I would probably qualify some of the criteria above, in terms of I Chronicles, that is.  First of all, do the genealogies in I Chronicles attempt to “preserve the purity of the chosen people”?  I am somewhat doubtful of this, for I Chronicles’ genealogy does note a lot of intermarriages between Israelites and Gentiles.  That is why there are biblical scholars who have questioned the traditional or the scholarly view that Ezra wrote I Chronicles: whereas Ezra seems to be obsessed with keeping Israel pure from intermarriage with Gentiles, I Chronicles asserts that intermarriages have been a part of Israel’s history.  I Chronicles still, however, may be attempting to tell Israel who she is, while distinguishing her from other nations.  Second, on (4), were the genealogies in I Chronicles designed to organize Israelite men for the purpose of warfare?  I doubt that the Persians would want to hear that Israelites are organizing for warfare, and yet there were times when post-exilic Israelites fought: consider events in the Book of Nehemiah, for example.  There is also the question of whether I Chronicles was envisioning the restoration of the Davidic monarchy: some say “yes,” and some say “no.”  If it is “yes,” then maybe the author of I Chronicles was envisioning Israelites having to engage in warfare.  And yet, I am somewhat doubtful that the genealogies in I Chronicles relate to war.  In Numbers, what I see are lists of tribes and the number of fighting men within them, but that is not what I see in I Chronicles’ genealogy.  (UPDATE: I notice that I Chronicles 7 talks about fighting men.  When were they, though?)

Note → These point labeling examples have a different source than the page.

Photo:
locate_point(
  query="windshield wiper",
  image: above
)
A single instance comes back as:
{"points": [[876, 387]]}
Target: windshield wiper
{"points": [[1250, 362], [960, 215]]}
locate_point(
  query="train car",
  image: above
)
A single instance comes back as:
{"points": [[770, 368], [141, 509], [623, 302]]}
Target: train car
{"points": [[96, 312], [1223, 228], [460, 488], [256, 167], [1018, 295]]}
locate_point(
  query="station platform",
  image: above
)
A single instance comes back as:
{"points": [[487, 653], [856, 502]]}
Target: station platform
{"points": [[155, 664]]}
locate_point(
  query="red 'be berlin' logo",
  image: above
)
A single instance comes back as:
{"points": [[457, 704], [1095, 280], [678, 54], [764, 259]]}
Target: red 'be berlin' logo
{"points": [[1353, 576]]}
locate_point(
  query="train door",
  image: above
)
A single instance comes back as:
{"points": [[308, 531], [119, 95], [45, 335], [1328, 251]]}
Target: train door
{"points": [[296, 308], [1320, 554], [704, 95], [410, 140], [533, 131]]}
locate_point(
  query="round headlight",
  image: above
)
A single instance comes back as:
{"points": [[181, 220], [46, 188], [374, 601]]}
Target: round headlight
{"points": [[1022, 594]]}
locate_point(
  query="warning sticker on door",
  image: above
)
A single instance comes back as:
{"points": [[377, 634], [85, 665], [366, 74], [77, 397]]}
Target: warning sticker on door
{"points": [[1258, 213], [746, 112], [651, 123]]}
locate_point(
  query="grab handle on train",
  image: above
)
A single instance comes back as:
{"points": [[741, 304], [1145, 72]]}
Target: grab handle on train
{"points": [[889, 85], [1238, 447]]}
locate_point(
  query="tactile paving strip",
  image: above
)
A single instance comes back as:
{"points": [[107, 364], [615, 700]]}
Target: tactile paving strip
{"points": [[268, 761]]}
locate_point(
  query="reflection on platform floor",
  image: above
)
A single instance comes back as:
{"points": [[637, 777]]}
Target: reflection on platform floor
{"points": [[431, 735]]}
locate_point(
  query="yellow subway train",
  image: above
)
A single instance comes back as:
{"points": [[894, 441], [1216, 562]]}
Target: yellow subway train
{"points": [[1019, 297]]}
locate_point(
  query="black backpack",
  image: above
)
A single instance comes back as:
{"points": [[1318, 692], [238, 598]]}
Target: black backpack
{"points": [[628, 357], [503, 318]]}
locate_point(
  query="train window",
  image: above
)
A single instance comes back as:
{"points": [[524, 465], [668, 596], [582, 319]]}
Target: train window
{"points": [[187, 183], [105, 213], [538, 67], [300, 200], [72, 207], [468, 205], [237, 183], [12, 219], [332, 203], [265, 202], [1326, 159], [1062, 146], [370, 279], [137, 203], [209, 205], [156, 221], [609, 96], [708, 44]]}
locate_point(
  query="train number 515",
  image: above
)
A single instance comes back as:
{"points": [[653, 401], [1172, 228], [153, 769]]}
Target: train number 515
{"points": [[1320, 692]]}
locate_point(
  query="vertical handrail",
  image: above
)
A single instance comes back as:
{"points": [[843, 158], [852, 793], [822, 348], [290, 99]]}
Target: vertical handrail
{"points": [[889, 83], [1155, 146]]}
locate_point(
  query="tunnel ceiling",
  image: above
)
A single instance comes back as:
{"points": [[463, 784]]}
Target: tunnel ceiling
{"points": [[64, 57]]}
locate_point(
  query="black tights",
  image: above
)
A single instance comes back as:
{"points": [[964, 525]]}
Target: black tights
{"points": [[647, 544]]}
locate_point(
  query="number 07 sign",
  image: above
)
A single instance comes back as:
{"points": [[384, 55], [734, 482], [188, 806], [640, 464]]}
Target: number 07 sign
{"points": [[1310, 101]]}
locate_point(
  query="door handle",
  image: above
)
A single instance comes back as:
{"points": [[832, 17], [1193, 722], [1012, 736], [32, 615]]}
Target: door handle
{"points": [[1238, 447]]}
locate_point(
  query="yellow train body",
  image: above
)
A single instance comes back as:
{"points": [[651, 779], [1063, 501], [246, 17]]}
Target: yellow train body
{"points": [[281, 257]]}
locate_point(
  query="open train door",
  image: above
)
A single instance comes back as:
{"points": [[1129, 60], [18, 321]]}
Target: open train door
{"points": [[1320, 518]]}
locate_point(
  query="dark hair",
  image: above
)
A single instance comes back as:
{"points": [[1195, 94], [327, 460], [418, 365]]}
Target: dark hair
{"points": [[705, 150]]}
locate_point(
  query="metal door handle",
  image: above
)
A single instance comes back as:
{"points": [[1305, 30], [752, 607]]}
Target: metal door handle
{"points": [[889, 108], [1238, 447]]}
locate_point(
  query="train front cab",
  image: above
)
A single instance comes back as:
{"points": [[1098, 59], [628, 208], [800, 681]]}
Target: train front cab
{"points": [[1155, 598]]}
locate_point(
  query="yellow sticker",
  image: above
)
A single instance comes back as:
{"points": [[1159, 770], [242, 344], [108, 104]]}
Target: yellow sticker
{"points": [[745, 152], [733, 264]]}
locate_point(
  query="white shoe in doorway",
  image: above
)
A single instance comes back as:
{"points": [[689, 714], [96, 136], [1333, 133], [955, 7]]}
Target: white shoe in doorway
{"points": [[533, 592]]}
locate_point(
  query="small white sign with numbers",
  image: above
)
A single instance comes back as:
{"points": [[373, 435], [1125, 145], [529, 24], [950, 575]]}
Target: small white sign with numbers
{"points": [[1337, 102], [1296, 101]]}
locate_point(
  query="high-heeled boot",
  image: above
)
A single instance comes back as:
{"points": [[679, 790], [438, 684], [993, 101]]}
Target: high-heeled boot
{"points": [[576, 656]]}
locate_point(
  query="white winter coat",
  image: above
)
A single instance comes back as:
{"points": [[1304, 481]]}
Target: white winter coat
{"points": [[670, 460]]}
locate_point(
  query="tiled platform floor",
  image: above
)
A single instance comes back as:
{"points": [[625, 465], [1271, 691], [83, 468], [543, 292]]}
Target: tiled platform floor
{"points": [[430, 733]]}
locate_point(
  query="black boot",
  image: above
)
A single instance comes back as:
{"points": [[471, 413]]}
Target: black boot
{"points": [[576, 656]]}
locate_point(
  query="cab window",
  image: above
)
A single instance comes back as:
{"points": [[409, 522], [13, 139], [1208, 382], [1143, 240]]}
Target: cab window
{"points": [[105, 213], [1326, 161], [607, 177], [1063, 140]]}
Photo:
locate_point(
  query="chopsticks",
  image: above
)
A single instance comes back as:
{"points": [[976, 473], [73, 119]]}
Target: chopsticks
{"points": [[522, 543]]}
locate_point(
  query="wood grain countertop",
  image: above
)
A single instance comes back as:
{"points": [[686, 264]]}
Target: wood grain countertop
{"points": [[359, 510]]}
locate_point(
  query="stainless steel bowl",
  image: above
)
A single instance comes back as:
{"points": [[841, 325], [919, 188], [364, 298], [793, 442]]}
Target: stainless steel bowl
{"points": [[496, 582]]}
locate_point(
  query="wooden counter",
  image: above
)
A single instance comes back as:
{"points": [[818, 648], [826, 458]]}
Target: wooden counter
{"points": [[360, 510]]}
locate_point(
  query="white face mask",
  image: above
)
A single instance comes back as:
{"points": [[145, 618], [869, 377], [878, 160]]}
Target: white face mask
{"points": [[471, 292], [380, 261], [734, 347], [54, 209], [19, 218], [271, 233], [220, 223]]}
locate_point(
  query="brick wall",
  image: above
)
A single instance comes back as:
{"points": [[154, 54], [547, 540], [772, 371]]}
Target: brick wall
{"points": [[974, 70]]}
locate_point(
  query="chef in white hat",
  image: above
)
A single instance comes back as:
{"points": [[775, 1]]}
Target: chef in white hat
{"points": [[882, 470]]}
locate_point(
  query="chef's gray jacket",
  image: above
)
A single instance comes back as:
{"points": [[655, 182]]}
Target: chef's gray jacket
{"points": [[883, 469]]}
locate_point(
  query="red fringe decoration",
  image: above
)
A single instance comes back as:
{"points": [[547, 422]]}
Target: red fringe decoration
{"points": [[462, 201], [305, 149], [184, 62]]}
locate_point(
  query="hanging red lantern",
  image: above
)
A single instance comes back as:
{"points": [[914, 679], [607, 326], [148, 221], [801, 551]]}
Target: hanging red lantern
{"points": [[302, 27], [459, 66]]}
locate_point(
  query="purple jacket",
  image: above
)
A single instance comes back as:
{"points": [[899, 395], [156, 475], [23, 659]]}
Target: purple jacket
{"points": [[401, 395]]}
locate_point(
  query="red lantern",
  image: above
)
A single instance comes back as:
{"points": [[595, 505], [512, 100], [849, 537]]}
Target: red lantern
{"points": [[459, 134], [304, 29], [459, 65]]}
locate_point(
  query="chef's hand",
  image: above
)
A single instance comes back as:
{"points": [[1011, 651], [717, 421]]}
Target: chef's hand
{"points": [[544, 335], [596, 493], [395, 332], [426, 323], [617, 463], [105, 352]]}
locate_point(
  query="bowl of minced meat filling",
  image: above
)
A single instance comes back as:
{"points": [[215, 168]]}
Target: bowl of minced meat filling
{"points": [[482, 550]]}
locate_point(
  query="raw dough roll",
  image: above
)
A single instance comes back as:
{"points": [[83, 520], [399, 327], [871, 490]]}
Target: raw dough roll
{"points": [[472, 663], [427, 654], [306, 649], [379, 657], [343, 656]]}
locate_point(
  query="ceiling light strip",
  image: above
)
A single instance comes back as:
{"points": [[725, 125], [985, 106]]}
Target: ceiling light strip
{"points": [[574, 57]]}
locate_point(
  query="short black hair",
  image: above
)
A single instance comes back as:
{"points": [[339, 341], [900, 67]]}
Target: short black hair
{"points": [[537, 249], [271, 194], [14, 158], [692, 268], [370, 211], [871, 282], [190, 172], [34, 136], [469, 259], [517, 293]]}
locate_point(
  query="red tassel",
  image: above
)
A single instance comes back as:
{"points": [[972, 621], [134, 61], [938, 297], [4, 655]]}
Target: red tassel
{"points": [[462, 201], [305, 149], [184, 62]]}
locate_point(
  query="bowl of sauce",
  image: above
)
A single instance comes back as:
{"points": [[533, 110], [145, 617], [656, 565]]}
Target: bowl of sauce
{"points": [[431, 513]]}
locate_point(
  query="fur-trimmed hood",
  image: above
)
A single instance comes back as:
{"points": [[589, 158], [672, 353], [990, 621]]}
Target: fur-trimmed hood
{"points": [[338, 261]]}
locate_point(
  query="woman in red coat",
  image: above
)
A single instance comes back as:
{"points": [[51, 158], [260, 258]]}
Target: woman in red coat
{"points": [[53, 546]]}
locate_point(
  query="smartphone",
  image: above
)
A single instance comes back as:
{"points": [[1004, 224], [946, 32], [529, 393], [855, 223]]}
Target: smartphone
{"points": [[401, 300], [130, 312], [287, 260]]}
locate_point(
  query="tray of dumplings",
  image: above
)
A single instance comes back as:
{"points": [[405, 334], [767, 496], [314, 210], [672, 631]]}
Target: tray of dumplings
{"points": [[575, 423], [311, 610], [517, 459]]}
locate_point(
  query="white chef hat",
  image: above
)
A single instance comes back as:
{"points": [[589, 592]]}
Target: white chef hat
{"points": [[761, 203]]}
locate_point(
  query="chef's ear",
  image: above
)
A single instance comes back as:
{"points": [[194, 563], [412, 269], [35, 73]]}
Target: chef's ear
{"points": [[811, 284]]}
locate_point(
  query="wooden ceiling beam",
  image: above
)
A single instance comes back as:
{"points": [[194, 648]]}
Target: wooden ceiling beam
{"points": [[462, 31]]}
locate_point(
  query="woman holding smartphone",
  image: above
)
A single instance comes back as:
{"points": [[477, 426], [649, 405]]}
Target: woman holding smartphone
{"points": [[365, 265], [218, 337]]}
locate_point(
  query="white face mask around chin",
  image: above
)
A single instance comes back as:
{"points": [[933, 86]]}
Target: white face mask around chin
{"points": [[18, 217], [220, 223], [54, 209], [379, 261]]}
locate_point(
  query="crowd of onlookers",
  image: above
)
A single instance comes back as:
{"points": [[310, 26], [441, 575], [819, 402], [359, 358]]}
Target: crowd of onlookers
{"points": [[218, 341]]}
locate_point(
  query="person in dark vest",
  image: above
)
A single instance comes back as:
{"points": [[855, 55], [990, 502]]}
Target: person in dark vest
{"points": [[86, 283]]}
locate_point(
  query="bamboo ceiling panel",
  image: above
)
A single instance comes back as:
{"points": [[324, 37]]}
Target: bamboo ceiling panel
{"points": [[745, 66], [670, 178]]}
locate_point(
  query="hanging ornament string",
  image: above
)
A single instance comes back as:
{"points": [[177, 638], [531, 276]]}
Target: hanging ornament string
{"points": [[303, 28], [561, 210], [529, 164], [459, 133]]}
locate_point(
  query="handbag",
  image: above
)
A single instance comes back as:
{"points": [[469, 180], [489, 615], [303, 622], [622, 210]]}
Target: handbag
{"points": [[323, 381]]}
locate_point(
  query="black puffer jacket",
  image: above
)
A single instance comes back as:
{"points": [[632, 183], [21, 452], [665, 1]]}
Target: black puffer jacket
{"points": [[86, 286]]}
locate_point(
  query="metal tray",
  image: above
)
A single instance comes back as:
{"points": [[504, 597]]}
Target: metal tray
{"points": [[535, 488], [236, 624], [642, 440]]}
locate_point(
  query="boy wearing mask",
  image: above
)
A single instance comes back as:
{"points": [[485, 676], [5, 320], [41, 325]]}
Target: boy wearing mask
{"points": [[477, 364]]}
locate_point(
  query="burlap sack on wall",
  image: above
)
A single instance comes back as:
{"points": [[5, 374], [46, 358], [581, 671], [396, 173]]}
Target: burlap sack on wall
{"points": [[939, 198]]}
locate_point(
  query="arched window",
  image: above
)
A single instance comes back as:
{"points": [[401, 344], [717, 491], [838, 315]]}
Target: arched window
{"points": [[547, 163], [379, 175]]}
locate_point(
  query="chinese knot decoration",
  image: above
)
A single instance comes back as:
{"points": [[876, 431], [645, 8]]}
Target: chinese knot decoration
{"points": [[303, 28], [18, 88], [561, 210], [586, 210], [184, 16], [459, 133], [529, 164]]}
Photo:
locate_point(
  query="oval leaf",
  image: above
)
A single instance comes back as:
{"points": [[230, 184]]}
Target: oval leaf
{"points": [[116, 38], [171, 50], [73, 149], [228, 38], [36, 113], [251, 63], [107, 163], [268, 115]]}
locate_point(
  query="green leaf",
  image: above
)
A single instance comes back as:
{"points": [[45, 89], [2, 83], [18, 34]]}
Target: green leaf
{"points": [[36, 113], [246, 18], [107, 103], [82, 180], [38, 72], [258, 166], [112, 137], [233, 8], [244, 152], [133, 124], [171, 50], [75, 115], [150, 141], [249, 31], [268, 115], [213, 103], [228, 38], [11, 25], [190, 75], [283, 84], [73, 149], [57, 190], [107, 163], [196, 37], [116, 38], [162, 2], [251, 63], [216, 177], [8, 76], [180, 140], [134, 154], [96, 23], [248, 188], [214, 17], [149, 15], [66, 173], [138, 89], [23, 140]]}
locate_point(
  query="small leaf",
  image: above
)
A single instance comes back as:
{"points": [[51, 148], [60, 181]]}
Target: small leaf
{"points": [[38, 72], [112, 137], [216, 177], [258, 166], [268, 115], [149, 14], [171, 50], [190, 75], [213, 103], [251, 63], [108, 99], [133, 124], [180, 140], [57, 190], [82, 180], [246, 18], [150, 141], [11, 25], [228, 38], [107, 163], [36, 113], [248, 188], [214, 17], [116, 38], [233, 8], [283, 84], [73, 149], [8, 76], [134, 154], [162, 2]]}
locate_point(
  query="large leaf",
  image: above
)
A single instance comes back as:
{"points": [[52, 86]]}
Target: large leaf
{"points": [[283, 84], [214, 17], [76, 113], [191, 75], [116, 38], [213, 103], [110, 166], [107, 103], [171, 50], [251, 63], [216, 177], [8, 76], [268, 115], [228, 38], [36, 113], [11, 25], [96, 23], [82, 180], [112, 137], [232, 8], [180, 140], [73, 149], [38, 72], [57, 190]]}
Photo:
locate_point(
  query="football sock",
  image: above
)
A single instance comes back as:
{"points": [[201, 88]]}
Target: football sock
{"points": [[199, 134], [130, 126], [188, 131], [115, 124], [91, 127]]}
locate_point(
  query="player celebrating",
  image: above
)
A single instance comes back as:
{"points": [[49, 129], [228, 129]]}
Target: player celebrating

2.  There are contradictions between genealogies in I Chronicles and genealogies elsewhere in the Hebrew Bible.  The orthodox Jewish Artscroll commentary, however, seeks not only to reconcile the contradictions, but also to demonstrate that the contradictions convey a significant nuance.  There appears to be a contradiction between I Chronicles 1:7 and Genesis 10:4 on whether an offspring or a group from Javan were called the Dodanim or the Rodanim.  This may not be a significant contradiction, since the “d” and the “r” in Hebrew look similar and could have been confused, but let’s see what the Artscroll does.  Relying on Mefaresh’s interpretation, which is based on Genesis Rabbah 37:1, the Artscroll says that, when Israel sins, the people-group subjugates Israel and is called the Rodanim, from the Hebrew root r-d-h, which means ruling or oppressing.  If Israel controls the people-group, however, the people-group is called the Dodanim, for it is telling Israel that she is its friend, or dod.  According to the Artscroll, I Chronicles has Rodanim, whereas Genesis has Dodanim.

I am not entirely sure about where to go with this.  Javan is often interpreted as Greece: in modern Hebrew, “Greek” is “Yavanite.”  Is the Artscroll (or the interpreters it cites in this case) saying that Israel was ruling Greece when Genesis 10:4 was written, whereas Greece was ruling Israel when I Chronicles 1:7 was written?  According to traditional Judaism, Moses wrote Genesis, and I do not recall Israel subjugating Greece at that time.  And traditional Judaism held that Ezra wrote I Chronicles, and that was before the time that Greece controlled Israel.  Maybe the idea is that Moses was foreseeing that Israel would soon subjugate Greece or people who became Greeks, or he wanted to emphasize that point: I think of Genesis 9:27, which says that Japheth (Javan was Japheth’s son) would dwell in the tents of Shem (from which Israel was descended).  And maybe the idea is that Ezra was predicting that Israel would be subjugated by Greece and wanted to highlight that point.  Moses was anticipating the Davidic and Solomonic monarchy, in which Israel was powerful, whereas Ezra was writing in Israel’s post-exilic period, in which Israel was and would be subjugated.